3. Validation: Adopt skills frameworks and codes of practice for software supply chain security

No organization must stand up against the heightened threat of software supply chain security alone. Take advantage of existing guidance such as the U.K.’s Software Security Code of Practice to follow when you’re trying to batten the software hatches at your own organization.

Not only does this code support software vendors as they adopt secure software lifecycle development practices; it also supports software customers in mitigating the likelihood and impact of software supply chain attacks.

In addition to following code and other guidance frameworks, organizations can look to skills frameworks and vendor-neutral certifications to validate that their cybersecurity professionals demonstrate certain skills needed to build and strengthen supply chain security and resilience.

Skills development in the disciplines of governance, risk and compliance (GRC), secure software development and AI skills better enable cybersecurity and risk professionals to make informed decisions regarding software supply chain security and risk management.

From complexity to better security

Supply chains are complex, longer than you think and multidimensional. Organizations must place much greater focus on stress-testing the resilience of software suppliers and continuously evaluating exposure.
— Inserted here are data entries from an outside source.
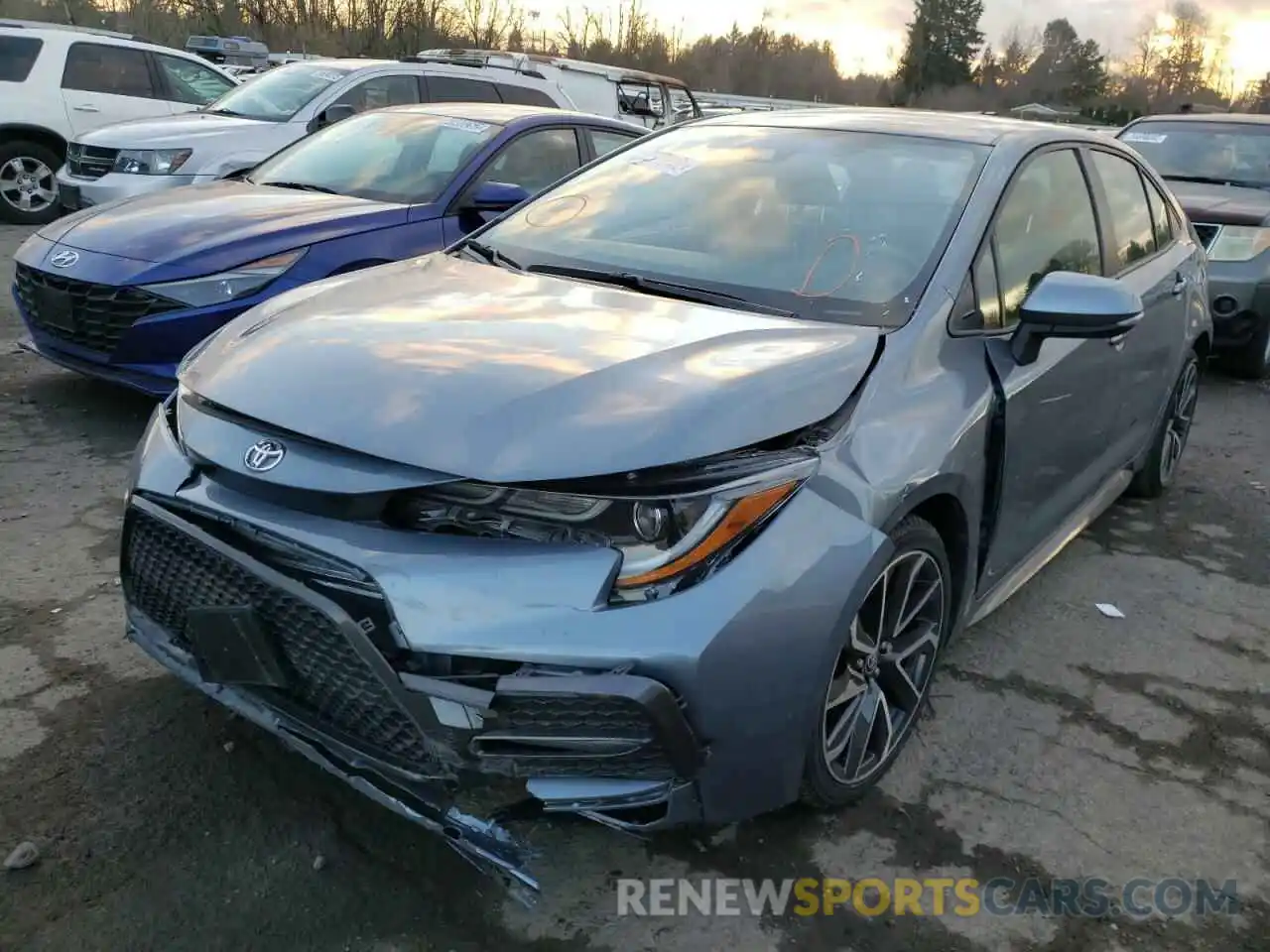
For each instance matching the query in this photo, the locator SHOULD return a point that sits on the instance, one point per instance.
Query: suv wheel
(28, 182)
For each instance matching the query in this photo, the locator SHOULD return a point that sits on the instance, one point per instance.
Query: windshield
(278, 94)
(1223, 151)
(388, 155)
(829, 225)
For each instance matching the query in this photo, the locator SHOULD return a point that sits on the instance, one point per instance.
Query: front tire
(28, 182)
(1252, 361)
(883, 671)
(1160, 468)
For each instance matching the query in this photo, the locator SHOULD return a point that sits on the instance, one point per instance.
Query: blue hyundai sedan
(123, 291)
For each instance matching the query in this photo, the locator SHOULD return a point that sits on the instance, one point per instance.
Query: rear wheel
(28, 182)
(1161, 466)
(881, 674)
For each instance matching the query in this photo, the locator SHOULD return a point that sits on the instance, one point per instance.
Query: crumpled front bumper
(458, 725)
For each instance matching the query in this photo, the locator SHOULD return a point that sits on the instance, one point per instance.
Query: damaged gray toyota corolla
(657, 500)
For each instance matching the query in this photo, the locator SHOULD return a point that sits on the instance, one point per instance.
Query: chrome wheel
(27, 184)
(1179, 422)
(881, 674)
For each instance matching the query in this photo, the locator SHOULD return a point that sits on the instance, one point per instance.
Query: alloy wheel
(881, 674)
(1178, 426)
(27, 184)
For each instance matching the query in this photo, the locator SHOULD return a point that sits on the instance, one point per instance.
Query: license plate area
(231, 648)
(55, 308)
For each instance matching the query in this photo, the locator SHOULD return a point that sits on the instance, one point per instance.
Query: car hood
(1222, 204)
(480, 372)
(202, 227)
(182, 131)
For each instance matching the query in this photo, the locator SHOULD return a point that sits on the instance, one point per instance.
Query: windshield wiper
(1213, 180)
(661, 289)
(299, 186)
(492, 254)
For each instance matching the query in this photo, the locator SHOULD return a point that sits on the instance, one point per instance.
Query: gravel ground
(1064, 744)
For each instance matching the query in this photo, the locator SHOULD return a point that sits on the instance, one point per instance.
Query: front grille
(168, 572)
(89, 162)
(99, 313)
(579, 716)
(1206, 234)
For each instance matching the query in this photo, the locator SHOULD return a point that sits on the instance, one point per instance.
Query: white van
(616, 91)
(257, 118)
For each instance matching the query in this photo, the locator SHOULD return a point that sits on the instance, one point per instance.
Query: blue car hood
(204, 229)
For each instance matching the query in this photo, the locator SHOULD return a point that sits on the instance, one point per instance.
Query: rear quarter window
(18, 58)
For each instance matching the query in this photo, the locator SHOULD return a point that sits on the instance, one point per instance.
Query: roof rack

This approach goes well beyond being careful about what software makes it all the way to procurement. The potentially more damaging layer to address in the macro supply chain involves the embedded software and integrated AI tools that other suppliers are using.

The question is not whether your digital supply chain will face disruption. It's whether you have the visibility, vigilance and validation to operate when it does. That’s resilience: the north star of software supply chain security. Without question, transparency has to run through supply chains instead of just sitting inside organizations.